PP 43/2025 Berlaku, Siapa yang Boleh Menyusun Laporan Keuangan?

Melalui Peraturan Pemerintah (PP) No.43/2025, pemerintah mengharmonisasikan dan memperketat ketentuan seputar penyusunan dan penyampaian laporan keuangan.

Ketentuan tersebut tidak hanya perihal penyelenggaraan platform bersama pelaporan keuangan (PBPK) dan pembentukan standar laporan keuangan yang independen. Lebih luas dari itu, PP 43/2025 juga mengatur ketentuan mengenai pihak yang dapat menyusun laporan keuangan.

"Selain penyelenggaraan PBPK dan pembentukan standard setter yang independen, pengaturan mengenai kewajiban penyusunan laporan keuangan oleh pihak penyusun yang memiliki kompetensi dan integritas juga merupakan hal yang tidak kalah penting," bunyi memori penjelasan PP 43/2025, dikutip pada Sabtu (25/10/2025).

Berdasarkan Pasal 5 PP 43/2025, pihak yang dapat menyusun laporan keuangan dapat dibagi menjadi 2 golongan.

Pertama, penyusun yang memiliki kompetensi dan berintegritas. Dalam konteks ini, penyusun laporan keuangan bisa merupakan pegawai atau karyawan pelapor sepanjang memenuhi kriteria dan persyaratan.

Misal, PT Bangau  adalah suatu perusahaan publik yang terdaftar di pasar modal. Secara rutin, PT Bangau melakukan pembukuan dan menyusun laporan keuangan untuk berbagai kepentingan. Untuk meningkatkan kualitas dan integritas dalam penyusunan, PT Bangau harus memastikan bahwa pegawai atau karyawan yang ditugaskan untuk menyusun laporan keuangan memiliki kompetensi yang sesuai.

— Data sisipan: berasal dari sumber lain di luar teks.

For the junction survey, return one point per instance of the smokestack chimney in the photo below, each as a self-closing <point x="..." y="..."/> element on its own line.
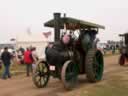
<point x="57" y="17"/>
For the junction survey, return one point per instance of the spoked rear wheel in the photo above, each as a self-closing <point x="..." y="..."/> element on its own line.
<point x="94" y="65"/>
<point x="41" y="75"/>
<point x="69" y="74"/>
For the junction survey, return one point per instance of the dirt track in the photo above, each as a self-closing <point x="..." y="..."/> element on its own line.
<point x="23" y="86"/>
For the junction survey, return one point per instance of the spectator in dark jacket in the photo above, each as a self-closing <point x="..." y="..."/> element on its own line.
<point x="28" y="61"/>
<point x="6" y="58"/>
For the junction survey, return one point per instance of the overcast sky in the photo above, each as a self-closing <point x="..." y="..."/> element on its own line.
<point x="17" y="15"/>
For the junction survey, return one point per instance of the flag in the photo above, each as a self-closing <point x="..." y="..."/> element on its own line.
<point x="47" y="34"/>
<point x="29" y="31"/>
<point x="12" y="39"/>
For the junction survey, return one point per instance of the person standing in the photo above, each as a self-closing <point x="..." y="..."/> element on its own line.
<point x="28" y="61"/>
<point x="35" y="58"/>
<point x="6" y="59"/>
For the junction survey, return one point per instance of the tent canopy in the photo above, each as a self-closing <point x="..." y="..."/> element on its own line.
<point x="72" y="23"/>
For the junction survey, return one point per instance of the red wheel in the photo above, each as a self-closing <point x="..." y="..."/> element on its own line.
<point x="122" y="60"/>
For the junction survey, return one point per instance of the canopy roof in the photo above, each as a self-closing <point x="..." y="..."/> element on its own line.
<point x="73" y="23"/>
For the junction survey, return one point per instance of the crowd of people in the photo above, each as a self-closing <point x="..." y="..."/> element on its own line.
<point x="28" y="57"/>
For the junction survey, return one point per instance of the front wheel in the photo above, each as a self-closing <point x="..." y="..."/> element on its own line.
<point x="41" y="74"/>
<point x="69" y="74"/>
<point x="94" y="65"/>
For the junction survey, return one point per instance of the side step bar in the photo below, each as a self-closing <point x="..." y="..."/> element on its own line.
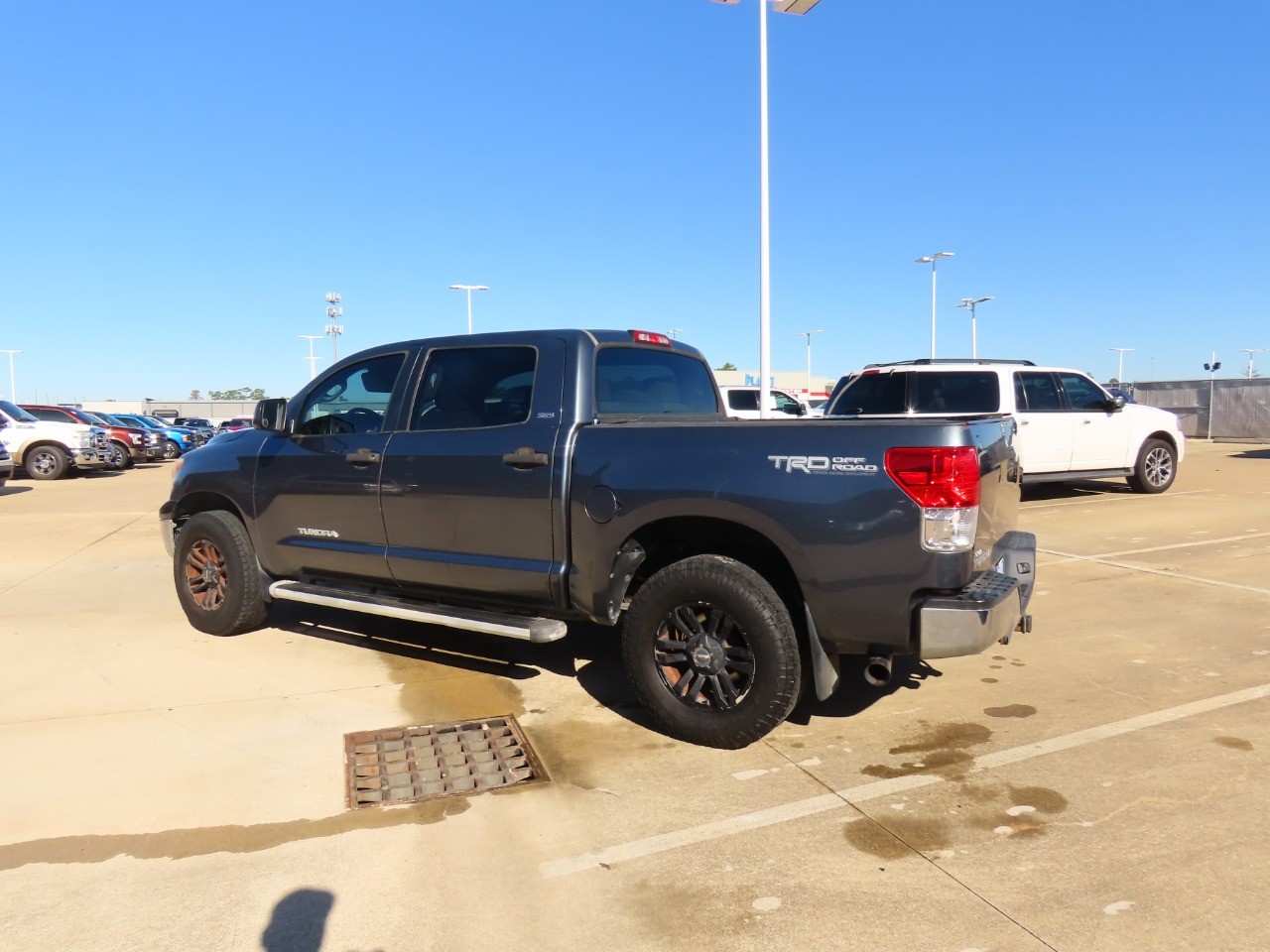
<point x="536" y="630"/>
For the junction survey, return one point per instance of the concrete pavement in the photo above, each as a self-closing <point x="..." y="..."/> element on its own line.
<point x="1097" y="784"/>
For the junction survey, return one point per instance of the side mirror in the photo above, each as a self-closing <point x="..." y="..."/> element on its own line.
<point x="271" y="416"/>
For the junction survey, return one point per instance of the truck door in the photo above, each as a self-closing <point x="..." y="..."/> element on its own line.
<point x="1100" y="435"/>
<point x="467" y="485"/>
<point x="1044" y="439"/>
<point x="318" y="490"/>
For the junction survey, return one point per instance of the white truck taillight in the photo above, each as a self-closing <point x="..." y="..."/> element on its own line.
<point x="945" y="483"/>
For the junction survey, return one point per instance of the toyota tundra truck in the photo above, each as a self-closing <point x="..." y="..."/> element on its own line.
<point x="511" y="484"/>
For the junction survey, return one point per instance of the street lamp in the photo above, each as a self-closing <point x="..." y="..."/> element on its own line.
<point x="13" y="390"/>
<point x="765" y="262"/>
<point x="969" y="302"/>
<point x="1251" y="350"/>
<point x="333" y="329"/>
<point x="808" y="334"/>
<point x="1119" y="377"/>
<point x="933" y="261"/>
<point x="468" y="289"/>
<point x="1213" y="366"/>
<point x="313" y="361"/>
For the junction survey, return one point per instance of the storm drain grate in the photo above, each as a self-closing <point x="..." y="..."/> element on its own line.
<point x="404" y="765"/>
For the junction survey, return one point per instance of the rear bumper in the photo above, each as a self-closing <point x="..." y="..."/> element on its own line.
<point x="985" y="611"/>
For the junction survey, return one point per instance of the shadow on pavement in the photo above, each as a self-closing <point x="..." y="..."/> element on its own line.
<point x="299" y="921"/>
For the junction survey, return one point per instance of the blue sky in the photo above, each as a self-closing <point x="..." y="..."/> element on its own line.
<point x="185" y="181"/>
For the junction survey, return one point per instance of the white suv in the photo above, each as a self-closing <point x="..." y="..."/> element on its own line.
<point x="742" y="404"/>
<point x="1069" y="426"/>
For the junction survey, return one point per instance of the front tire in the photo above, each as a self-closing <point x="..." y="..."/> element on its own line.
<point x="48" y="463"/>
<point x="216" y="574"/>
<point x="711" y="653"/>
<point x="1156" y="467"/>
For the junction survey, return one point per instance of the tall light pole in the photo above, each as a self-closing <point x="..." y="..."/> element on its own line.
<point x="1213" y="366"/>
<point x="810" y="334"/>
<point x="333" y="329"/>
<point x="468" y="289"/>
<point x="765" y="262"/>
<point x="313" y="361"/>
<point x="13" y="390"/>
<point x="933" y="261"/>
<point x="969" y="302"/>
<point x="1119" y="376"/>
<point x="1251" y="350"/>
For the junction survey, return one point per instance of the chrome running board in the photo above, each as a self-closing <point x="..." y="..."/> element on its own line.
<point x="511" y="626"/>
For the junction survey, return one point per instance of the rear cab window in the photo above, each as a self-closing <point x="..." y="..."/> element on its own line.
<point x="643" y="382"/>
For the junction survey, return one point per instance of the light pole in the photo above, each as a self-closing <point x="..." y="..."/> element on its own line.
<point x="1213" y="366"/>
<point x="808" y="334"/>
<point x="765" y="262"/>
<point x="313" y="361"/>
<point x="1119" y="376"/>
<point x="333" y="329"/>
<point x="969" y="302"/>
<point x="1251" y="350"/>
<point x="13" y="390"/>
<point x="468" y="289"/>
<point x="933" y="261"/>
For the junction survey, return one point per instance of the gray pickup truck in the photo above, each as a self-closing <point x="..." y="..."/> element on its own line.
<point x="512" y="483"/>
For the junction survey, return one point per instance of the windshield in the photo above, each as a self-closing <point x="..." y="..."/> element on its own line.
<point x="16" y="413"/>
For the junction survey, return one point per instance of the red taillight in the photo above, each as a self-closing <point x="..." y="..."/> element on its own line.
<point x="937" y="477"/>
<point x="647" y="336"/>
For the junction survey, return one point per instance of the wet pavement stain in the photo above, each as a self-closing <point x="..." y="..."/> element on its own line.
<point x="943" y="751"/>
<point x="1233" y="743"/>
<point x="1010" y="711"/>
<point x="183" y="844"/>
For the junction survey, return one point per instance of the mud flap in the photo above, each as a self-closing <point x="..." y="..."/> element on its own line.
<point x="825" y="666"/>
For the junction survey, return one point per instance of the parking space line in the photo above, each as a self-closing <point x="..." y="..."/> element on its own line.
<point x="1069" y="557"/>
<point x="1028" y="508"/>
<point x="837" y="800"/>
<point x="1184" y="544"/>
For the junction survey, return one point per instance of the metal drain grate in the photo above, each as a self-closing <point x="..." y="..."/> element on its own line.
<point x="404" y="765"/>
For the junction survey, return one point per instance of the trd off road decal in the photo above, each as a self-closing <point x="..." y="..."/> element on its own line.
<point x="832" y="465"/>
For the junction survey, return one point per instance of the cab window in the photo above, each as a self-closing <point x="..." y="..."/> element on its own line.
<point x="1035" y="391"/>
<point x="353" y="400"/>
<point x="1082" y="393"/>
<point x="475" y="388"/>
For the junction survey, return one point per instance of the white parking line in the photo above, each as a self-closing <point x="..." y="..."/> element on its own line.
<point x="1184" y="544"/>
<point x="798" y="809"/>
<point x="1072" y="557"/>
<point x="1029" y="508"/>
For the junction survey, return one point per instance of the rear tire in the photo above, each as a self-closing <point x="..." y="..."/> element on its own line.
<point x="217" y="576"/>
<point x="711" y="653"/>
<point x="1156" y="467"/>
<point x="46" y="463"/>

Guna memastikan hal tersebut, PT Bangau dapat melakukan due diligence terhadap karyawan atau pegawai yang akan ditugaskan. Hal itu di antaranya dilakukan dengan memastikan pegawai tersebut memiliki riwayat pendidikan, sertifikasi dan/atau keahlian, serta rekam jejak yang baik.

Apabila pelapor merupakan orang perorangan maka penyusunan laporan keuangan juga bisa dilakukan oleh orang yang bersangkutan. Pelapor bisa menyusun laporan keuangannya sendiri sepanjang memenuhi kriteria yang dipersyaratkan.

Ketentuan lebih lanjut mengenai kompetensi yang harus dimiliki penyusun laporan keuangan akan ditetapkan oleh kementerian, lembaga, dan/atau otoritas yang memiliki kewenangan atau kepentingan terhadap laporan keuangan sesuai dengan ketentuan peraturan perundang-undangan.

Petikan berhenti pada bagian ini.